Le schéma du film ressemble de façon assez saisissante à celui de Deux jours une nuit, le film précédent des frères : Jenny va beaucoup se déplacer, sonner à des portes et tenter d’obtenir (non pas un soutien pour éviter un licenciement, mais) des informations sur la défunte anonyme que certaines personnes ont forcément dû croiser au fil de leur pérégrinations.

Alors que les frères avaient puisé chez Marion Cotillard l’énergie du désespoir pour conférer à leur film une énergie revigorante, ils demandent ici à Adèle Haenel d’opter pour une attitude plus passive, plus réfléchie (intellectuelle), finalement assez éloignée de ce qu’on aurait pu attendre de la jeune sauvageonne du cinéma français.

 

 

Au fil de son enquête qui ne semble pas ravir grand monde, l’actrice va croiser une foule de visages connus des cinéphiles belges, des familiers des frères, parmi lesquels on note sans surprise Olivier Gourmet, Jérémie Renier, Fabrizio Rongione ou Christelle Cornil Mais également Morgane Marinne, Philippe Jeusette, Jean-Michel Balthazar ou encore Yoann Zimmer pour ne citer que ceux qui sont désormais les plus attachés à leur univers.

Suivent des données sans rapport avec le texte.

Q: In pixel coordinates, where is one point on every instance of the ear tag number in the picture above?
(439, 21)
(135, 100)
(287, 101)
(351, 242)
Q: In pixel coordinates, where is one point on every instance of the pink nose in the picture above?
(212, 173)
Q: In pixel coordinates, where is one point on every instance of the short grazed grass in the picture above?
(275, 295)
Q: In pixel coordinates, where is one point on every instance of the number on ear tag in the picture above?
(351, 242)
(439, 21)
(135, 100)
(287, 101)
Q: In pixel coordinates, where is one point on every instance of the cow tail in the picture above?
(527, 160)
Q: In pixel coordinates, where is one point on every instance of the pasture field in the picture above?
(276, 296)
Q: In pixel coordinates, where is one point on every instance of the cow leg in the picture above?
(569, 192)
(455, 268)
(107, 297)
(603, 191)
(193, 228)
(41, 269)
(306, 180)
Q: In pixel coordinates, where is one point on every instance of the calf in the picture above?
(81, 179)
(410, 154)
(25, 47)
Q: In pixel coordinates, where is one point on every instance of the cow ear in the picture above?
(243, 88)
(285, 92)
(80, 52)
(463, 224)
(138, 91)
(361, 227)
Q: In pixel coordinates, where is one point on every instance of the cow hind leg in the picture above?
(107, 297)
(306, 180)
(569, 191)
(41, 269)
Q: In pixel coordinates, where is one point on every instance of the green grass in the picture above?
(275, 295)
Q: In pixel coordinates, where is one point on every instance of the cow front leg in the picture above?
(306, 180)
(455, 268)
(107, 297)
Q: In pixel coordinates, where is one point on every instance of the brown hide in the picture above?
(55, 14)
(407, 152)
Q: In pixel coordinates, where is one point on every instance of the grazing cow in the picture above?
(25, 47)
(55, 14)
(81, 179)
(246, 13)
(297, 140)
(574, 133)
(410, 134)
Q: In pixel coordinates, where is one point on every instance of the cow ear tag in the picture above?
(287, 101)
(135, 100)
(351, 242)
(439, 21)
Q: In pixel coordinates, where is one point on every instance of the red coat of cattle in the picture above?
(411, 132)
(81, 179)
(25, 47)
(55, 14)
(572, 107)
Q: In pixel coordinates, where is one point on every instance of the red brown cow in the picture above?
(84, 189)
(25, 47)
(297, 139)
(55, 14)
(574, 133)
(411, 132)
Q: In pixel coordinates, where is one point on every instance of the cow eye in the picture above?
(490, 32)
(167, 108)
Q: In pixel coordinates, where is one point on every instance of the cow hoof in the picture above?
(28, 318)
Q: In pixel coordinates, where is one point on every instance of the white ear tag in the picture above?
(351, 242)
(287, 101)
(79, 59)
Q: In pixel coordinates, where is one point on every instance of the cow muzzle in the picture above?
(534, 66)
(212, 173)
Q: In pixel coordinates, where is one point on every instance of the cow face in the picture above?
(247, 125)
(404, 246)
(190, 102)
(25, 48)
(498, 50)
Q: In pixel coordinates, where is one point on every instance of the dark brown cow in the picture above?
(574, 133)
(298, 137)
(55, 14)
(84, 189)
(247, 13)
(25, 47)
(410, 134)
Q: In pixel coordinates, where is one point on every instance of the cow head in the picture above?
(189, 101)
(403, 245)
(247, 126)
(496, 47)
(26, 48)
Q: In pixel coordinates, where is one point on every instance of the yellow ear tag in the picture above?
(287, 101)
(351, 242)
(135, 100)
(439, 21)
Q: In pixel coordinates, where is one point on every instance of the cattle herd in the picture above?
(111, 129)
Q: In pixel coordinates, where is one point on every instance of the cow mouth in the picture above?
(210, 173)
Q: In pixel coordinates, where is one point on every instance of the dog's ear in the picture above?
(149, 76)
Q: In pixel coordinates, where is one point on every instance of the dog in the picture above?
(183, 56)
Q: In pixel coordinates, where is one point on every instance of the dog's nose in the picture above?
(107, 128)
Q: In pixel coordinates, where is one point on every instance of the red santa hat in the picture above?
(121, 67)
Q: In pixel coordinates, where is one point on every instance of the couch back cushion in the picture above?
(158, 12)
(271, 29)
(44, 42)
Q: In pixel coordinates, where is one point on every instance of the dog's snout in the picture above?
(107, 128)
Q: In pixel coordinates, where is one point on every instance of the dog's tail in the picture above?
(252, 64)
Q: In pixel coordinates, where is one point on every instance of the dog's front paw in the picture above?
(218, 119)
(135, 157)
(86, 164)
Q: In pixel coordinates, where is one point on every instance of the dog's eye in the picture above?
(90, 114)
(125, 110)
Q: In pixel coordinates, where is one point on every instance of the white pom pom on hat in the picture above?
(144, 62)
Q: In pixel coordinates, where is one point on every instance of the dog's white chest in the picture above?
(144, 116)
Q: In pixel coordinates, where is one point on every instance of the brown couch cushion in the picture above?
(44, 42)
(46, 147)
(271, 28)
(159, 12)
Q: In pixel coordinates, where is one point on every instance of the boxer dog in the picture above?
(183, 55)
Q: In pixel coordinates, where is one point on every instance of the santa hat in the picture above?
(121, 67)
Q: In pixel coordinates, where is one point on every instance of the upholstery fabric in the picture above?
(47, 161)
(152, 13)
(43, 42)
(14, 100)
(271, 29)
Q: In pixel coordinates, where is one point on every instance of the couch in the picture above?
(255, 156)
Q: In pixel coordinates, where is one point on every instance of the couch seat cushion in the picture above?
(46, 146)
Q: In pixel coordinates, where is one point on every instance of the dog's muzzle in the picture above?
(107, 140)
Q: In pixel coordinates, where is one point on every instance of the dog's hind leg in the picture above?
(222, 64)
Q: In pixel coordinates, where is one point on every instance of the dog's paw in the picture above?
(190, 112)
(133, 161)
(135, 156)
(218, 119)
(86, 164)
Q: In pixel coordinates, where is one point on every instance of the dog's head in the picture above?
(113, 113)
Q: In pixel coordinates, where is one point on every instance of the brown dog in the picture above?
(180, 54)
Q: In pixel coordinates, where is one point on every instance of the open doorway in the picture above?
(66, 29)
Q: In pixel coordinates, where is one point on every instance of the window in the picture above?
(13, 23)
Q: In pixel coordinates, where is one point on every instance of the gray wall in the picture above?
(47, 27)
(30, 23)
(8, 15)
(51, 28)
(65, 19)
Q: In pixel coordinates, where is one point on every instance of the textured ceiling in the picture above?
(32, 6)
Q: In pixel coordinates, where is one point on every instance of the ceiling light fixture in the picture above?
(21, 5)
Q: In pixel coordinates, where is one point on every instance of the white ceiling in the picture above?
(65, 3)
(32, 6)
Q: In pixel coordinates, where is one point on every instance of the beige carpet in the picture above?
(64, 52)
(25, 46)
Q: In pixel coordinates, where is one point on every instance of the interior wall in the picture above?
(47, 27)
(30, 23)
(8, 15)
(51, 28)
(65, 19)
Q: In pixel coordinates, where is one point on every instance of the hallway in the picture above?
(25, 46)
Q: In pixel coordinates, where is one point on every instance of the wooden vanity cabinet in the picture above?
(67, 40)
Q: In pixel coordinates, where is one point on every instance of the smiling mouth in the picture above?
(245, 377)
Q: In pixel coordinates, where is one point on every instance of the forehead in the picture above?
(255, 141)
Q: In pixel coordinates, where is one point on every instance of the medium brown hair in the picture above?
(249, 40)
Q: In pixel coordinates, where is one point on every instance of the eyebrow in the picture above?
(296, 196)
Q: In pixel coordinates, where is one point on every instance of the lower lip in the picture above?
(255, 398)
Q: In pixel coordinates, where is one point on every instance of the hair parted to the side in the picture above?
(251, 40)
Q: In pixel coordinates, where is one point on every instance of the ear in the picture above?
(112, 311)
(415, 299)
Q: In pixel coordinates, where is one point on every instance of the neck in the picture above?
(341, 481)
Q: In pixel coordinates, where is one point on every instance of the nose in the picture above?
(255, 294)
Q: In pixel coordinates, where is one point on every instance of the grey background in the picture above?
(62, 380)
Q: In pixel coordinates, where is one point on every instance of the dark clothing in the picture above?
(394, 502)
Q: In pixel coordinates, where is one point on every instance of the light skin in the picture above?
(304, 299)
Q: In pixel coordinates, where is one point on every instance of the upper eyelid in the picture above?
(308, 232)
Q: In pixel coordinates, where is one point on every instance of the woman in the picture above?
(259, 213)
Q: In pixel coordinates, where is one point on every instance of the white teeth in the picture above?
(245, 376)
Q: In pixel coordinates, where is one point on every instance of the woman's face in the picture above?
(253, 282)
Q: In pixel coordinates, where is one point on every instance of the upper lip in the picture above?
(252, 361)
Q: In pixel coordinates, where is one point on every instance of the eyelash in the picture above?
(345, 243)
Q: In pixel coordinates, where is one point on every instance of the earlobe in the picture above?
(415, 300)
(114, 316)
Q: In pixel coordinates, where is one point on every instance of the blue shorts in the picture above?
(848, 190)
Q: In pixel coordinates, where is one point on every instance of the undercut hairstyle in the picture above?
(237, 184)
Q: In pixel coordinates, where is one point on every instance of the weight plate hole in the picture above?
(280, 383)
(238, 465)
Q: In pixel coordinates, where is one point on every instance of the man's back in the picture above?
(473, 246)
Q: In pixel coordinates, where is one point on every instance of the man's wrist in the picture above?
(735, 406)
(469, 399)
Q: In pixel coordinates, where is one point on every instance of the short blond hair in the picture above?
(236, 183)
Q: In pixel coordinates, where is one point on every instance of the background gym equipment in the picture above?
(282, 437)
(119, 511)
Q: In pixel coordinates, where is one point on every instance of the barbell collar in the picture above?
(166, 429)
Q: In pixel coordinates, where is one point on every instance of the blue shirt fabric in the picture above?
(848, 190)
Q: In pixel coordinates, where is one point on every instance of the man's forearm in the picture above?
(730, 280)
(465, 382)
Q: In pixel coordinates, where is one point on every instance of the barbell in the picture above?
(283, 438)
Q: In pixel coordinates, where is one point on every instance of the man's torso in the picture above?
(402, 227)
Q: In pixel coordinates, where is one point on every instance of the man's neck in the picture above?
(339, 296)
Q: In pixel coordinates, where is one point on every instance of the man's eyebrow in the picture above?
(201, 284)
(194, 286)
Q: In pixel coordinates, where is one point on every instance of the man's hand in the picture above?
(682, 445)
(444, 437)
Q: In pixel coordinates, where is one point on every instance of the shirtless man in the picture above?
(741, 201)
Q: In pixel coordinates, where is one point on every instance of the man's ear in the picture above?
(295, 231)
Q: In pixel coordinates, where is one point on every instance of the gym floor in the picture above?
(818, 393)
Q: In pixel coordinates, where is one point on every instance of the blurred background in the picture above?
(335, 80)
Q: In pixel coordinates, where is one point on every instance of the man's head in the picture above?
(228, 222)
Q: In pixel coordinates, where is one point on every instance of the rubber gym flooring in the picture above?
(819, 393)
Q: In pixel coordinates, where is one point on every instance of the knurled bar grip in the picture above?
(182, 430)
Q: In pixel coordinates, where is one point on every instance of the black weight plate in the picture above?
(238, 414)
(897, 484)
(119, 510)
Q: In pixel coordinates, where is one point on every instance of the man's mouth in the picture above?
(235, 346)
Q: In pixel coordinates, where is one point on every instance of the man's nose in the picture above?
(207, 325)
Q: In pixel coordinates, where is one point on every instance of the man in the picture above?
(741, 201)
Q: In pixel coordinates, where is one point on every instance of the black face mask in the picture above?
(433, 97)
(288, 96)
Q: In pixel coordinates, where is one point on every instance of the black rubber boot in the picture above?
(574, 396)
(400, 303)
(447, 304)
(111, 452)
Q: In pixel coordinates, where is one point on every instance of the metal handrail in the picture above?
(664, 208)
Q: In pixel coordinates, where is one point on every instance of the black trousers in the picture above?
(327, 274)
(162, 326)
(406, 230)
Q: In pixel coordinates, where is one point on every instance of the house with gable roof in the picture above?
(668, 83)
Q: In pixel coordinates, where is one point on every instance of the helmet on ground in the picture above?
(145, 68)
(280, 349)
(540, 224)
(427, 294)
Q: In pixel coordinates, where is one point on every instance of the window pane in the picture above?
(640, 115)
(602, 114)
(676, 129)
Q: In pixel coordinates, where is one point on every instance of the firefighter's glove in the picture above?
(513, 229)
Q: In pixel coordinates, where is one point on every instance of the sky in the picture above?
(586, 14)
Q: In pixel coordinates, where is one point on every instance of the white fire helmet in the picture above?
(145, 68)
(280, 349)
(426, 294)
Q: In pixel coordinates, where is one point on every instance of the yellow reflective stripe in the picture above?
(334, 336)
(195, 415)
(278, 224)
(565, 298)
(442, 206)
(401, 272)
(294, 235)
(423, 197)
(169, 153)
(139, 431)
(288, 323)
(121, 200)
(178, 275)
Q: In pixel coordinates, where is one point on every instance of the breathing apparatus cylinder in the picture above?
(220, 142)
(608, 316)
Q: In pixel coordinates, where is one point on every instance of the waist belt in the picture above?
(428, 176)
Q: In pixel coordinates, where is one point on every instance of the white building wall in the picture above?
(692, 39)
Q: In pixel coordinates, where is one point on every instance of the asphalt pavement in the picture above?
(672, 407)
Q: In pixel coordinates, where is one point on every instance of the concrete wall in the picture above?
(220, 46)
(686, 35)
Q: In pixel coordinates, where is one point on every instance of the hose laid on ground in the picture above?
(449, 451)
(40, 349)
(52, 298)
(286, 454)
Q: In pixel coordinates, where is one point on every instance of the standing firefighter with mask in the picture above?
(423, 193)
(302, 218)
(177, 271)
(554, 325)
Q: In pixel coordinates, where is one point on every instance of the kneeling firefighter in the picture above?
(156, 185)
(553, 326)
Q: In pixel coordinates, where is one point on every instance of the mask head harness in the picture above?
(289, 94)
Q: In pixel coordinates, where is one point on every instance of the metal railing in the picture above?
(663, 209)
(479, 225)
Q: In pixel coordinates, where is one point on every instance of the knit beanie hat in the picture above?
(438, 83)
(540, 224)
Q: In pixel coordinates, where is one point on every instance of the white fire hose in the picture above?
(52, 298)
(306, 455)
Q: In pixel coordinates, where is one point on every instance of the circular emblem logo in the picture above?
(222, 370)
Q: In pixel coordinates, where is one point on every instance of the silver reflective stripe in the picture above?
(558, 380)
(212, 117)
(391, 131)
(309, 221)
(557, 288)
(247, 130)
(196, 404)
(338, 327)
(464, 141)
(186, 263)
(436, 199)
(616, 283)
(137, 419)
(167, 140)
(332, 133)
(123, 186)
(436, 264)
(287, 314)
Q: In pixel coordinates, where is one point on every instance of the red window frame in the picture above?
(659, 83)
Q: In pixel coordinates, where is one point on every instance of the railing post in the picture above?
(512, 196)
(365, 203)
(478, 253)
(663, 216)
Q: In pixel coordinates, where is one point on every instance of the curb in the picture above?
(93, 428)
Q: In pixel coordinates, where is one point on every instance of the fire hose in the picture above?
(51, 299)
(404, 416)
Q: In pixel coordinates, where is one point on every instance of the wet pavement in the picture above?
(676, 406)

Et si la fidélité des réalisateurs est évidemment à saluer, elle est aussi à double tranchant : ce cortège de visages souvent confinés à des emplois plutôt stéréotypés peut distraire quelques spectateurs. D’autant que si le film nous immerge dans un quotidien gris et impersonnel (une ville dévorée par la précarité), ces acteurs immédiatement identifiés nous rappellent régulièrement que tout cela n’est finalement que du cinéma.
Dans ce défilé assez prestigieux, le visage de Thomas Doret surprendra ceux qui se souviennent du bouillonnant gamin au vélo tandis que Marc Zinga, fort inquiétant, fait ici ses premiers pas dans l’univers des frères. Pas les derniers si on en juge par l’enthousiasme des réalisateurs sur sa prestation.

 

 

Depuis Cannes, La fille inconnue a été parfois présenté comme un polar. Les frères se fichent pourtant comme de leur premier cigare des conventions du genre pour se concentrer sur deux axes : le quotidien d’un médecin œuvrant dans un milieu peu aisé et le combat d’une jeune femme pour apaiser sa conscience en retrouvant le nom de la défunte qu’elle n’a pas pu aider et lui offrir une sépulture décente, mais aussi en remettant en selle un stagiaire qu’elle a quelque peu malmené.
En filigrane de ce combat moral individuel, on peut voir le film comme une métaphore frappante de la situation sociale actuelle où les plus aisés refusent de laisser entrer l’autre, le plus faible, au risque de le voir périr à nos portes dans l’indifférence la plus totale. Une situation d’autant plus inacceptable pour un médecin forcément ouvert à l’autre.

 

Ces enjeux nobles s’inscrivent élégamment dans l’univers des frères et ne devraient pas dérouter les fans des réalisateurs qui restent, malgré ce que leurs détracteurs imaginent, les meilleurs ambassadeurs du cinéma belge à l’international tant au niveau des festivals qu’en termes de public touché PARTOUT sur la planète.
Un phénomène presque unique qui échappe aux classifications et dépasse les discussions critiques, souvent très subjectives.